We have just gotten back from a three-day trip to Agra (more on that, separately). We had a hired car and driver, which turned out to be a 9-seat van and driver-plus-assistant. It’s a good way to travel because you see a lot of Indian life right on the roadsides, and the driver knows his way to all of the monuments and shopping and takes you wherever you want to go whenever you want to go, and waits for you until you get back.
With a stop at the Rajastan Motel for breakfast, it was a 5-hour trip from our apartment to the Clark’s Shiraz Hotel, where we checked into rooms on the fifth floor (top floor) with a view of both the Taj and the Red Fort (at least until the fog rolled in). It’s a four lane divided highway new since we were here in 1998. There is a 10 to 15 foot median strip filled with bougainvillea that was all in bright-red bloom. They neglected to make provision for the movements of the villagers who live literally right on the edge of the road and whose farm fields may be on the other side, so there are inventive coping strategies, like removal of the stone curbs so carts can go across the median strip.
Virtually every truck has painted on it “Horn Please”, as you can see from the photo. These are painted by people who are not necessarily readers of, or even speakers of, English. The letters become more of a design element in what can be beautifully elaborate folk art extravaganzas. It does not seem like drivers need this invitation; people use their horns all the time. At night, the honking is replaced by flicking the headlights, hence the “Use dipper at night” phrase.

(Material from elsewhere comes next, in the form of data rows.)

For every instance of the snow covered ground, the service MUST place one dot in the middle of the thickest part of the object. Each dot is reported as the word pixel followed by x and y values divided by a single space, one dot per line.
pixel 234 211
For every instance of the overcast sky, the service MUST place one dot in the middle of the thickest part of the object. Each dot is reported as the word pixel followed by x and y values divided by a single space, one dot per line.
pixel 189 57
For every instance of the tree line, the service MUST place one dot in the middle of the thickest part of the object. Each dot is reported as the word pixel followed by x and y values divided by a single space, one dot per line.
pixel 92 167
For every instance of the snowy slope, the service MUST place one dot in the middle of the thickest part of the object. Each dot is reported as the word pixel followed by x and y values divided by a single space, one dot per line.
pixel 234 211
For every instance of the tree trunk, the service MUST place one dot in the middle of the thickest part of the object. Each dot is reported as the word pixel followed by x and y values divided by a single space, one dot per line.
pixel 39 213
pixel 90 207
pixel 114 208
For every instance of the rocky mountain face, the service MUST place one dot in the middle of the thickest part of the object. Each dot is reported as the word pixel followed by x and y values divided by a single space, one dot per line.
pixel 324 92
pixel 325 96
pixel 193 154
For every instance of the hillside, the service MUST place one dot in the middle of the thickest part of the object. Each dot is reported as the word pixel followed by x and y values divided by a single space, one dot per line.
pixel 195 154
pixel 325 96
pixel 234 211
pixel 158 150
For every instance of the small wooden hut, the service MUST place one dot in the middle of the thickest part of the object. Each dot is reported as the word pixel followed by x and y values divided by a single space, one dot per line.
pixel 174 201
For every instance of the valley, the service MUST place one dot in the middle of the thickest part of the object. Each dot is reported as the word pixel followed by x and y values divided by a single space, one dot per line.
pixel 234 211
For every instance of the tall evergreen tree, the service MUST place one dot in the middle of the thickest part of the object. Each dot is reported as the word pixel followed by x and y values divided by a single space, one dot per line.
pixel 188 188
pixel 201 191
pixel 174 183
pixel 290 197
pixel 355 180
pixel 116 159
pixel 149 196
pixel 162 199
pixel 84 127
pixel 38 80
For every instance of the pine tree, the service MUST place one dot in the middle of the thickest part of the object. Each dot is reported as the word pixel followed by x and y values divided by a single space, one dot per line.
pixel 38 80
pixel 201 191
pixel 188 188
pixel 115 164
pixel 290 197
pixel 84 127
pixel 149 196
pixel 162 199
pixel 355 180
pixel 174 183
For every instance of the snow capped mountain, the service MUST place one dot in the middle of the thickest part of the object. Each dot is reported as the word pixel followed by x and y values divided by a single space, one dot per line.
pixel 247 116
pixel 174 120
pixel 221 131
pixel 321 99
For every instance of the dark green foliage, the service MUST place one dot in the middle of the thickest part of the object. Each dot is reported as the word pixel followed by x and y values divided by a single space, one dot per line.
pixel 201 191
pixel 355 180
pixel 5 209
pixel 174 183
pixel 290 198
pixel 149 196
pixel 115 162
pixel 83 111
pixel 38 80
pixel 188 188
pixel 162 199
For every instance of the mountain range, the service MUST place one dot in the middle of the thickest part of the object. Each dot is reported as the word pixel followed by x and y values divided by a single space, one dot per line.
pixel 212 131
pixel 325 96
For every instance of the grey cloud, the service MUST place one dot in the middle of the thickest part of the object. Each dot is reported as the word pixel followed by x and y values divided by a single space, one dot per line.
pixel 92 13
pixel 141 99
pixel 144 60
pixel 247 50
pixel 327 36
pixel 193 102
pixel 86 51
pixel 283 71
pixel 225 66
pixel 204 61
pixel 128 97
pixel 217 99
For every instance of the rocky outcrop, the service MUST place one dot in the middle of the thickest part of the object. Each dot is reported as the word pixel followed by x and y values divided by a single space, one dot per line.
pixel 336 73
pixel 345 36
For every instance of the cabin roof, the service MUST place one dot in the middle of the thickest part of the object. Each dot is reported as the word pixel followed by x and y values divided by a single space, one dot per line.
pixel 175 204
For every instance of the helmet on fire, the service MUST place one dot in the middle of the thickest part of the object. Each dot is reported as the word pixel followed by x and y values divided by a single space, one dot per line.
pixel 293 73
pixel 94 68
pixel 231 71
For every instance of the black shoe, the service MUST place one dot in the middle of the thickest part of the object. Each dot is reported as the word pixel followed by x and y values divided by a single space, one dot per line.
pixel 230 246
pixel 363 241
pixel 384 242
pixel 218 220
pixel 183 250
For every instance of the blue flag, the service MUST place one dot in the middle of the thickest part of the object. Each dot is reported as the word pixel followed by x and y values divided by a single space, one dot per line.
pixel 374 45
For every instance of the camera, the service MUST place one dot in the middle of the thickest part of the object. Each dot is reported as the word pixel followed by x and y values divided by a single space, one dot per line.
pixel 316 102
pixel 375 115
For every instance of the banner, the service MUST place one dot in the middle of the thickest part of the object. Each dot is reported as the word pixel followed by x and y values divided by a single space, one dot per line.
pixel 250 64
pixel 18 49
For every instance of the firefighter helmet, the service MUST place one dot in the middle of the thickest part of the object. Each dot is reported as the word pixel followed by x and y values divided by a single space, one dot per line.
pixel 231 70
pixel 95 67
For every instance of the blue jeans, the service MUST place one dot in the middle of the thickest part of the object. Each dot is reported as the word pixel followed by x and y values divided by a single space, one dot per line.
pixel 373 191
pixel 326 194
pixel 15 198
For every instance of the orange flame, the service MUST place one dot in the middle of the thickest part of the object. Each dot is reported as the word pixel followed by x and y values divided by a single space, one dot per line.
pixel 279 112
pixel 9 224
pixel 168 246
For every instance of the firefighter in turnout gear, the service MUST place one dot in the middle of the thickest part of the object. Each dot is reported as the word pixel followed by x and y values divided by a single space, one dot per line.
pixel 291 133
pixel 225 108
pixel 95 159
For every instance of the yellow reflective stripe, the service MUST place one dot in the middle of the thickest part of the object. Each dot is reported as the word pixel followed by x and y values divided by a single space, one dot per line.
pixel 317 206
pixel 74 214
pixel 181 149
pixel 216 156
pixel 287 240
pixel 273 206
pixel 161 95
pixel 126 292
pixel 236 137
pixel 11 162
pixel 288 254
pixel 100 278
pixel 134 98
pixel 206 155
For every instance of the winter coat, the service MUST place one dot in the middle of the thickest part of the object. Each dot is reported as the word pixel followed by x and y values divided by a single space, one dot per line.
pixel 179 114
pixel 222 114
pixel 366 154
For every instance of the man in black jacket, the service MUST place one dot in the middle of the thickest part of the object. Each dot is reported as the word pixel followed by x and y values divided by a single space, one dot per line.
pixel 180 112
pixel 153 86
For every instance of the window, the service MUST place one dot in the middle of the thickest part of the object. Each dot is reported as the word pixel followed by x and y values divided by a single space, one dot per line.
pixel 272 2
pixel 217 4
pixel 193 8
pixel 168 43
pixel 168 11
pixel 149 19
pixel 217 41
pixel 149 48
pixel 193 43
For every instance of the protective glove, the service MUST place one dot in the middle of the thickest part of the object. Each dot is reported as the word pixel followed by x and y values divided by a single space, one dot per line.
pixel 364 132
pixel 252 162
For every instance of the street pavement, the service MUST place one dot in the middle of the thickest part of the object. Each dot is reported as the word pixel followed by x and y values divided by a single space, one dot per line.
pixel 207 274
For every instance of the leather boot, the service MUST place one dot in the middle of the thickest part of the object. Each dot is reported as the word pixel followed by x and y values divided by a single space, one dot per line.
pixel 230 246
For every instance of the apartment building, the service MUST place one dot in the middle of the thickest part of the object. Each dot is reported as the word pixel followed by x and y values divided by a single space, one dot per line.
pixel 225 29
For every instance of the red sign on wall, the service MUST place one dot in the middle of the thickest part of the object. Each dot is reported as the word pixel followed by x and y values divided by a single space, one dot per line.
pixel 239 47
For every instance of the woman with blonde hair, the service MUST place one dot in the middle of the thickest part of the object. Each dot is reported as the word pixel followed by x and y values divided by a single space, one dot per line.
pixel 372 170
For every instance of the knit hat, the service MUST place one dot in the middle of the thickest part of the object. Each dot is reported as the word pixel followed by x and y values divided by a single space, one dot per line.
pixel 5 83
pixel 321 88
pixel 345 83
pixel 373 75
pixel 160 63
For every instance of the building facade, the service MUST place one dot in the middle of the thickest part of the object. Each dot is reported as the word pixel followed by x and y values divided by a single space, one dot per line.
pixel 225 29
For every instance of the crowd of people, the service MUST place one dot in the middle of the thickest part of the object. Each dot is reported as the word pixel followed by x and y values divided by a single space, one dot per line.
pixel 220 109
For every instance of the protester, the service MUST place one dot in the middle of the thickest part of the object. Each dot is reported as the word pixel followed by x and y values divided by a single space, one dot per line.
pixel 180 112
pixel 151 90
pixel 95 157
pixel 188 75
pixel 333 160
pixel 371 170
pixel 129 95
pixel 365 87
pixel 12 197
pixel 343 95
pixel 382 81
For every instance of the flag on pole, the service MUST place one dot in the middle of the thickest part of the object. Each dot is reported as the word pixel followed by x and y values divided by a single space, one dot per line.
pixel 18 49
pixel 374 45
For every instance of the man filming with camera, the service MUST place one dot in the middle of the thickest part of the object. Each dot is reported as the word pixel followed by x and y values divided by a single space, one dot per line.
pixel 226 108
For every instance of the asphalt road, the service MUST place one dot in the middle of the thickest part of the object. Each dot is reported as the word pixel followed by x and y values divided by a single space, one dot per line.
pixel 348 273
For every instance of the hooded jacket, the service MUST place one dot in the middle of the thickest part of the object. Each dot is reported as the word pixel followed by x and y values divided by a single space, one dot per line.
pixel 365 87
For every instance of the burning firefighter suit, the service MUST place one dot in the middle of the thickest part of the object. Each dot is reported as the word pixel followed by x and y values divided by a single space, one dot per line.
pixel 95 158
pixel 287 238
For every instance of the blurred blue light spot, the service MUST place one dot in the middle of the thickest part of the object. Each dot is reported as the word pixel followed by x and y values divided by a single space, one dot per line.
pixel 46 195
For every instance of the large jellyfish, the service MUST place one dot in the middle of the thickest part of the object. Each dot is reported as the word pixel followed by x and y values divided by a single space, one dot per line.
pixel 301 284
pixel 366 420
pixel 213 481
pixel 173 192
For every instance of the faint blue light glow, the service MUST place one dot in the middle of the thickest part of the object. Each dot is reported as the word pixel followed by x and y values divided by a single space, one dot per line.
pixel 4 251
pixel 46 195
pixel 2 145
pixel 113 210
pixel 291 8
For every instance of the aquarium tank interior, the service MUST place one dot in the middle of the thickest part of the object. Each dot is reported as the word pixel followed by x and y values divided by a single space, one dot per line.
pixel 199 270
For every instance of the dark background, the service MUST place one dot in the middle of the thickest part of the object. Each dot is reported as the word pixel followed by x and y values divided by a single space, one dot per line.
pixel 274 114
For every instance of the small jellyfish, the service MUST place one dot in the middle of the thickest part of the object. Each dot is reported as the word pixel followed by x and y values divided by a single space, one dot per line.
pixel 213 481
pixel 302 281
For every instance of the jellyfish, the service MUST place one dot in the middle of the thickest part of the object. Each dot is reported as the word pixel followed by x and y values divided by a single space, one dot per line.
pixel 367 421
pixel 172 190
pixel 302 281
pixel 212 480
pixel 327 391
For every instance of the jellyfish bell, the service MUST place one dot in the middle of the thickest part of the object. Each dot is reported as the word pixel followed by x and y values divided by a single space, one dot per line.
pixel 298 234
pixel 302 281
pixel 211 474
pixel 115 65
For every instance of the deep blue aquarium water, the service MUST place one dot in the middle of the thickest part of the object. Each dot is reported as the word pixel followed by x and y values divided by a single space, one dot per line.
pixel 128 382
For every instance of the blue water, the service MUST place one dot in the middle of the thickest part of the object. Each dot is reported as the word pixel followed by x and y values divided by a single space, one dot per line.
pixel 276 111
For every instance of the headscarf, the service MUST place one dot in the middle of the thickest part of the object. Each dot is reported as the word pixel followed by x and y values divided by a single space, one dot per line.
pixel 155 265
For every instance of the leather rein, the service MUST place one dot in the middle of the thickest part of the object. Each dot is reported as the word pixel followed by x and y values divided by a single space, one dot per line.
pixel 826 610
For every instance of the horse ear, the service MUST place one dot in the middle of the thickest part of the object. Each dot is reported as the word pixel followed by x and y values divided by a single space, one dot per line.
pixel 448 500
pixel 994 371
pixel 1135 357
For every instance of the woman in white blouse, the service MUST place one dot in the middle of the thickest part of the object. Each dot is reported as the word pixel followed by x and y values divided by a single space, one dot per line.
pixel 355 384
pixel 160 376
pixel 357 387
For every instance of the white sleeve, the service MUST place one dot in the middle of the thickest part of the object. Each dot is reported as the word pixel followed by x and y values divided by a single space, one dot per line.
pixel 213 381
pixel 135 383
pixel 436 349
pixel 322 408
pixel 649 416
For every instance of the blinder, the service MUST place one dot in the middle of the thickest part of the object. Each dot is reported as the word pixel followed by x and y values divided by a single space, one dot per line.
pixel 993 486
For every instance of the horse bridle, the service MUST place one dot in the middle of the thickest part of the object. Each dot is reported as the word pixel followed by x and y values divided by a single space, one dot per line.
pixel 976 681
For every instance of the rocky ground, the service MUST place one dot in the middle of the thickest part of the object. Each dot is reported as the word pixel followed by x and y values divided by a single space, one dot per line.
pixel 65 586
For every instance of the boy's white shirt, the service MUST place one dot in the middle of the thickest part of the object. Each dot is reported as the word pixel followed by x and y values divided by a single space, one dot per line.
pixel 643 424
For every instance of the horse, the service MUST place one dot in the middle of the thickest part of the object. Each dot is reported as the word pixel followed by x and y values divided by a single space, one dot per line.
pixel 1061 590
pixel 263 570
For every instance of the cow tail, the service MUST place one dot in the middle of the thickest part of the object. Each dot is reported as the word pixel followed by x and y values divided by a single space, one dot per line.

Rob asked, “What does it mean when they honk their horns?” So we started keeping track of all the different things it can mean. Here is a compilation of the 10 most frequent, told from the point of view of the driver, but translated into American English but without the expletives. The amazing thing is that the honking seems to replace road rage. You hardly ever see angry drivers.
10. “Dude! I don’t care if you are trying to board that bus while its in motion, get your body out of my lane!”
9. “I’m passing you in the passing lane.”
8. “You may be in the passing lane, but I am passing you in the driving lane and want you to know I’m here.” [#10, 9 and 8 require a long, continuous honk].
7. “I’m passing you in the passing lane, and you need to get over into the breakdown lane. There is an oncoming car headed the wrong direction in my lane so I NEED TO move over into your lane QUICK.”
6. Variant of number 8: “I’m in the driving lane, passing you who are in the passing lane, but I need to get ahead of you QUICK because there is a water buffalo hauling a cart of bricks in my lane.” [#7 and 6 require very urgent short bursts of honking.]
5. “I’m starting a new third lane up the middle and I want you to veer over a few inches to let me through.”
4. Another variant of number 8: “I am in the driving lane, and I want you in the car ahead of me to pull over into the passing lane so that I can pass you and the car I am already overtaking in the passing lane” [Continuous honking required].
3. “I am coming through, and my horn will make you disappear.” [Applies to any object smaller than the vehicle you are in: pedestrian, bicycle, scooter, dog, carts. Requires short bursts of honking in inventive rhythms].
2. “I want to pass you, so you need to get out of my lane (I don’t care where to) and let me by.” [Requires continuous honking, and is usually done when my vehicle is so close to the back-end of yours that you can’t see me].
1. “I have nothing else to do right now. I think I’ll honk my horn.”